Zubereitung „Rotkohlblüte“ – „Rotkohlherz“ mit Strunk für ca. 20 Minuten in siedendem Salzwasser blanchieren. Anschließend in kaltem Wasser abkühlen und acht mal ringsum einschneiden. Acht schmale Apfelspalten in die Schnittstellen stecken. Butterschmalz und Honig in die Mitte der „Blüte“ geben und mit Walnusshälften dekorieren. Die gesamte „Blüte“ ordentlich in den Spalten salzen.

Zubereitung Wildragout – Fleisch mit Gewürzen, gehacktem Knoblauch und Olivenöl marinieren. Das marinierte Wildfleisch mit vorbereitetem Wurzelgemüse und Zwiebeln kräftig anbraten, leicht braun werden lassen und mit Espresso ablöschen. Restliche Zutaten zufügen. Mit Wasser oder Wildfond die Fleischwürfel bedecken, kurz aufkochen lassen und in eine vorgeheizte Tajine (Durchmesser 30 cm) füllen. Die vorbereitete Rotkohlblüte wie eine Krone daraufsetzen und die Tajine verschließen. Fleisch und Rotkohlblüte in der Tajine im Ofen bei 200 °C Umluft während 40 Minuten schmoren.

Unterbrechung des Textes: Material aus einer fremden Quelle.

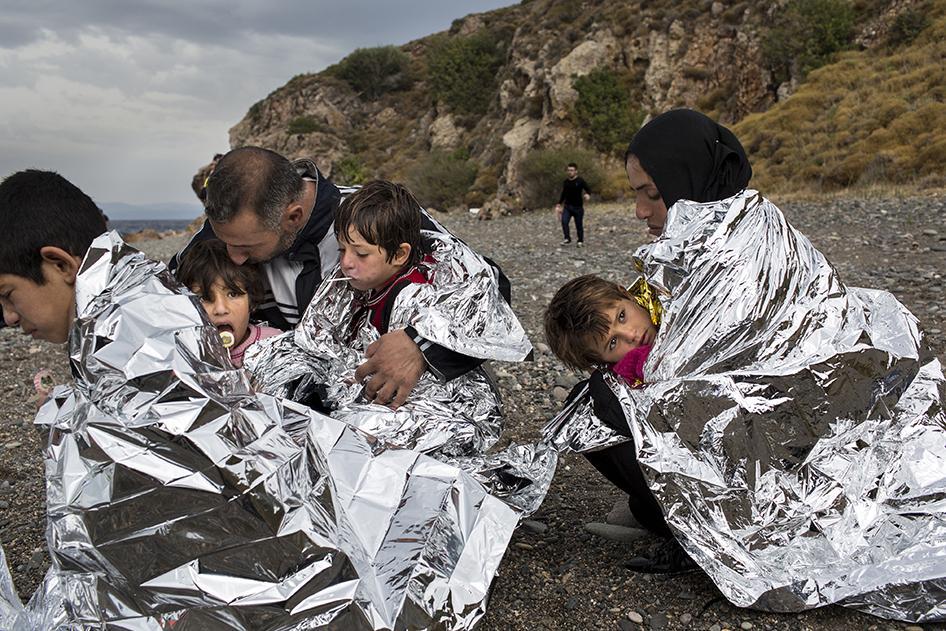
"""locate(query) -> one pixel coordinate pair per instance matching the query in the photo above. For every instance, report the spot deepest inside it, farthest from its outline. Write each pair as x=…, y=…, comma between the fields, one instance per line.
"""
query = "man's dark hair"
x=576, y=322
x=386, y=215
x=254, y=178
x=207, y=261
x=41, y=208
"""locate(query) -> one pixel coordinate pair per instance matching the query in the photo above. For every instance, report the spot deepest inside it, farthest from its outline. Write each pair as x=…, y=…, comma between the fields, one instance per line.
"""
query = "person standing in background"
x=571, y=204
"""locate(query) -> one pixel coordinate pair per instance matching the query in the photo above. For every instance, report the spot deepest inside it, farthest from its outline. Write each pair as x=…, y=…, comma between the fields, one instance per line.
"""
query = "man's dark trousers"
x=578, y=213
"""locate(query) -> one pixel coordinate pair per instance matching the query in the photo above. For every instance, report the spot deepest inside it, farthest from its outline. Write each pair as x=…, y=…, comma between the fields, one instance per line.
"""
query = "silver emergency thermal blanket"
x=791, y=428
x=178, y=497
x=456, y=421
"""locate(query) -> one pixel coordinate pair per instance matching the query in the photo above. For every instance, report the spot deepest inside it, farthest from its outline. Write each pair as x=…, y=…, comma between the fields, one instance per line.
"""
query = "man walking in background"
x=571, y=204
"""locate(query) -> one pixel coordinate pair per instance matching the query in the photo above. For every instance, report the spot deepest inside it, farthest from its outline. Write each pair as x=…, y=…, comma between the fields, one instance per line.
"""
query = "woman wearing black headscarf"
x=683, y=154
x=783, y=414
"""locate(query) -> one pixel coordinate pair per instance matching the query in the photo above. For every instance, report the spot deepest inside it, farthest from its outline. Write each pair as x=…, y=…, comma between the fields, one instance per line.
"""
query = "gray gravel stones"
x=562, y=577
x=613, y=532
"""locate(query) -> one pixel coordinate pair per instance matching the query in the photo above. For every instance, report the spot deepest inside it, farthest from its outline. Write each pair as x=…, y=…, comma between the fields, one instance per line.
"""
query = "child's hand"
x=393, y=368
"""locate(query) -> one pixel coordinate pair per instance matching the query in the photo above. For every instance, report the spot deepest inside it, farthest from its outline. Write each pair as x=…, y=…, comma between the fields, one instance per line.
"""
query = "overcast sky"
x=128, y=99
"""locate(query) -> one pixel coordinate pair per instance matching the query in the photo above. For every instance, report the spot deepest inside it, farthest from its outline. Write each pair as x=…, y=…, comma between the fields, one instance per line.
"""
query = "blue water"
x=125, y=226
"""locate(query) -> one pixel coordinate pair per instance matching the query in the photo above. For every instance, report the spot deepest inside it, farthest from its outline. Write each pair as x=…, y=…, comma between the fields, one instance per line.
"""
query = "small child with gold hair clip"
x=228, y=293
x=592, y=323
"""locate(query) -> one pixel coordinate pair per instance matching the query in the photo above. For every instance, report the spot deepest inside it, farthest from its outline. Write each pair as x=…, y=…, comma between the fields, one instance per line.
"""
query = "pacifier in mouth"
x=227, y=338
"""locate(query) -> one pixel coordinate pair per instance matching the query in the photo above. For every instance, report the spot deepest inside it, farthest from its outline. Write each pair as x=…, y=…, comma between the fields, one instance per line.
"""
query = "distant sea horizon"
x=127, y=226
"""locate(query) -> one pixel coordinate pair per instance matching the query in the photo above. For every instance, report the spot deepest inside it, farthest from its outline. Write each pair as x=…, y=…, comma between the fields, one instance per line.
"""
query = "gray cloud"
x=127, y=100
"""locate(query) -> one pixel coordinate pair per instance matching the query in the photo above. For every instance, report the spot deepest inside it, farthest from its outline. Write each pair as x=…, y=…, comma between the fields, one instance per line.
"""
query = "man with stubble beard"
x=278, y=214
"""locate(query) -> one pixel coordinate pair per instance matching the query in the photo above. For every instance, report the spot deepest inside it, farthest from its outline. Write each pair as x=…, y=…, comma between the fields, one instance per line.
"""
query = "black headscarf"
x=689, y=156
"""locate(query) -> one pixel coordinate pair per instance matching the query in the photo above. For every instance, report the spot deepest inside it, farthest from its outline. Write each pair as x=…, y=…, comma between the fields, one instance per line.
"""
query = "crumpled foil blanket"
x=456, y=421
x=792, y=428
x=178, y=497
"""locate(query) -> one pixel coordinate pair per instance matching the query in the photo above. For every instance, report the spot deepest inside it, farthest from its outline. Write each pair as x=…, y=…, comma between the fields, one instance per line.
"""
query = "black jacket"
x=316, y=250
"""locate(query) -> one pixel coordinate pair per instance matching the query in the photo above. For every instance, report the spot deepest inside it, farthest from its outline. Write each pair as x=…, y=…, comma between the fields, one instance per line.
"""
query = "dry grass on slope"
x=871, y=118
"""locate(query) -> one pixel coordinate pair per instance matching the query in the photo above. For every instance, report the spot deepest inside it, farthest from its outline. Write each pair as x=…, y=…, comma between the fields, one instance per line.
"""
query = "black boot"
x=666, y=557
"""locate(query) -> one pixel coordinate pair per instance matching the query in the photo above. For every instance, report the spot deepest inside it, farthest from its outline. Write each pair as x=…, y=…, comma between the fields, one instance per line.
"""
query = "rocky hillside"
x=467, y=115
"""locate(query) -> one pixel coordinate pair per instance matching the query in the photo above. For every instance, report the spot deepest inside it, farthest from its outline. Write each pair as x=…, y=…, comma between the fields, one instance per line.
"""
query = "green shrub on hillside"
x=349, y=170
x=805, y=35
x=543, y=171
x=906, y=26
x=873, y=117
x=373, y=72
x=462, y=70
x=441, y=179
x=304, y=125
x=603, y=110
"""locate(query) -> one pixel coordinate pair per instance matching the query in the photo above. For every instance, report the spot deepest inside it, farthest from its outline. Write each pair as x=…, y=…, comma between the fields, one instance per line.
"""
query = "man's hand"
x=394, y=366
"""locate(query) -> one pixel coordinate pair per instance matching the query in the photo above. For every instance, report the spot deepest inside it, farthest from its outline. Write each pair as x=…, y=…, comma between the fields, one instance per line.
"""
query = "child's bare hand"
x=393, y=368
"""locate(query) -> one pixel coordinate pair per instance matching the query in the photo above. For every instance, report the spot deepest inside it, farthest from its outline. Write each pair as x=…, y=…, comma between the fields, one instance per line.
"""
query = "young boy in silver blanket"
x=395, y=275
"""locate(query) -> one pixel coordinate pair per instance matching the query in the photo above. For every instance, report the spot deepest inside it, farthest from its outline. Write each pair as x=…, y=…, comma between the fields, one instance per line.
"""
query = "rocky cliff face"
x=700, y=54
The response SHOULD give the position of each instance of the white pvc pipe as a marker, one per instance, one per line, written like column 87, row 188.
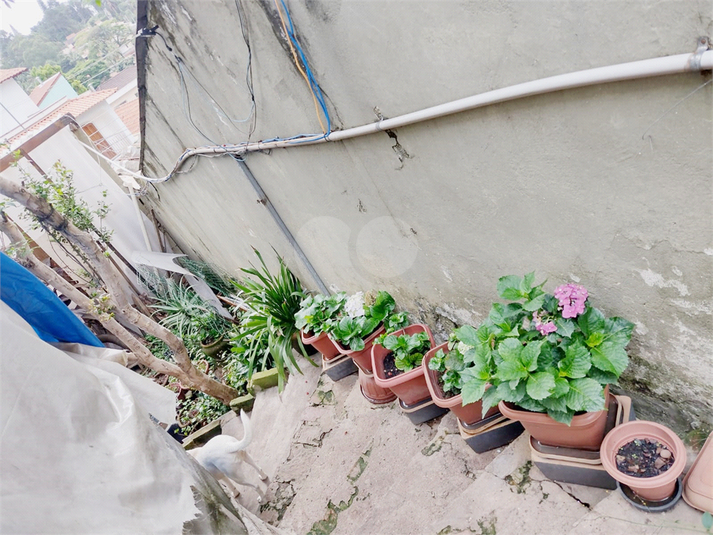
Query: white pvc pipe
column 680, row 63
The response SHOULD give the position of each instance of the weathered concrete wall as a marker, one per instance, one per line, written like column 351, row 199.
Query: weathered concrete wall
column 609, row 185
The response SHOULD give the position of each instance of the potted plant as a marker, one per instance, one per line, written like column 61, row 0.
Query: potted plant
column 363, row 319
column 397, row 362
column 271, row 302
column 444, row 368
column 316, row 317
column 646, row 457
column 549, row 359
column 189, row 316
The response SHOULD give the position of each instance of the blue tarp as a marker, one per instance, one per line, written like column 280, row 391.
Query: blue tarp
column 38, row 306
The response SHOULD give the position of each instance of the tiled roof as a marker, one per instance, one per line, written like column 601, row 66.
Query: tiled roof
column 120, row 79
column 74, row 107
column 40, row 92
column 128, row 112
column 6, row 74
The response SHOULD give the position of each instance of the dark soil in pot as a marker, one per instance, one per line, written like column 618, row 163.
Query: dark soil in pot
column 644, row 458
column 446, row 395
column 390, row 369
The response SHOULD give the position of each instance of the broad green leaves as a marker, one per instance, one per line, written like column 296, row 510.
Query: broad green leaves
column 560, row 372
column 408, row 350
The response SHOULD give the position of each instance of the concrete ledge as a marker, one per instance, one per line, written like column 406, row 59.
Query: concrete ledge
column 245, row 403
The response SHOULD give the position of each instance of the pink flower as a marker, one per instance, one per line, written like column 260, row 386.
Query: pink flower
column 572, row 298
column 545, row 328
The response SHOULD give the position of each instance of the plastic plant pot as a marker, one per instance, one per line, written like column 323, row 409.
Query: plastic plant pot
column 363, row 357
column 586, row 431
column 321, row 343
column 468, row 414
column 657, row 488
column 410, row 387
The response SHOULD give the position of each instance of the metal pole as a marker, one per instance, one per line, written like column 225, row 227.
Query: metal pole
column 263, row 199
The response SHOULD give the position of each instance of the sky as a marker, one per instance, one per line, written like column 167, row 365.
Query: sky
column 22, row 15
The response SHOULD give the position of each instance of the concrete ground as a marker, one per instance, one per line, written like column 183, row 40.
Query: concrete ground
column 338, row 464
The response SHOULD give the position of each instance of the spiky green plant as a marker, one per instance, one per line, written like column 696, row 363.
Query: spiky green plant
column 272, row 302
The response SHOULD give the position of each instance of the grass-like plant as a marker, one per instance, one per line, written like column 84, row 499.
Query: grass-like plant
column 272, row 302
column 408, row 349
column 186, row 313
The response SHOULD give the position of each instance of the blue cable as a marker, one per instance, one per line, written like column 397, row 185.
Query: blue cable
column 313, row 83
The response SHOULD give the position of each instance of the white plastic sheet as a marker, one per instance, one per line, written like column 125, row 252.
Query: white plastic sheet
column 79, row 453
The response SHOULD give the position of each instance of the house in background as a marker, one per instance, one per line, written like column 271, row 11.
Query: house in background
column 125, row 101
column 55, row 88
column 61, row 132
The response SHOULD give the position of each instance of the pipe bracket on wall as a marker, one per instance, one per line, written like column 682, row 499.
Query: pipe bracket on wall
column 704, row 44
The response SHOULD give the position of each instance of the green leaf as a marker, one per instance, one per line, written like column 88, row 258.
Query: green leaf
column 472, row 390
column 510, row 350
column 490, row 399
column 595, row 339
column 509, row 287
column 529, row 355
column 562, row 417
column 602, row 377
column 584, row 395
column 438, row 362
column 561, row 387
column 467, row 335
column 534, row 304
column 554, row 404
column 577, row 361
column 540, row 385
column 454, row 361
column 610, row 357
column 531, row 405
column 507, row 392
column 511, row 371
column 591, row 321
column 548, row 357
column 565, row 327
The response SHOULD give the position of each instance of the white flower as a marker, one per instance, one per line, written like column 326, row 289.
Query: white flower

Geschmacksprofil – Der Rotkohl schmeckt gar nicht mal so unkonventionell wie er hier ausschaut. Das Aromaprofil ist ähnlich wie klassisches Rotkohlgemüse, zumal die übrigen Zutaten bzw. die Aromen Uroma´s Klassik recht nahe stehen: Butterschmalz, Apfel, Honig (oder Preiselbeeren) und Walnusskerne. Durch seine unkonventionelle Zubereitung durfte er quasi die Metamorphose eines Kokon erleben – vom gewöhnlichen Ackergemüse zur arabesque anmutenden Blüte mit Apfelspalten: tiefblau/gelbe optische Reize gepaart mit dem vertrauten Geschmack von Omas Sonntagsbratenbeilage, völlig saisonbefreit! Von der geschmorten „Blüte“ werden ganze Achtel-Stücke mit einem scharfen kleinen Küchenmesser am Strunk entlang heruntergeschnitten, was nicht so einfach wie eine Beinrasur ist. Im Gegensatz zu dem feingeschnittenen klassischen weichgekochten Rotkohlgemüse kaut man hier auf den zarten aromatischen Herzblättern des Rotkohls – leicht bissfest, gar ( …, aber) nicht weichgekocht. Somit wurde auch die Konsistenz durch die Zubereitungsmethode zu einem überraschenden Ausnahmeerlebnis. Die geschmorte leicht süße „Blüte“ harmoniert im Einklang mit dem marokkanisch gewürzten skandinavischen Rentier – Soulfood für gefühlt kühle Frühlingstage im Kerzenschein 😉

Tipp: Leider bietet die Tajine für großkopferte Rotkohl nicht genügend Raum, so bleibt für vier Personen nicht allzu viel von diesem einzigartigen Genuss der „Metamorphose Arabesque“. Dazu sollte zum Ausgleich etwas mehr Couscous oder stückiges Kartoffelpüree (vermischt mit Tahine und geröstetem Sesam) serviert werden, dann klappt´s auch mit der Sättigung aller vier Mitesser.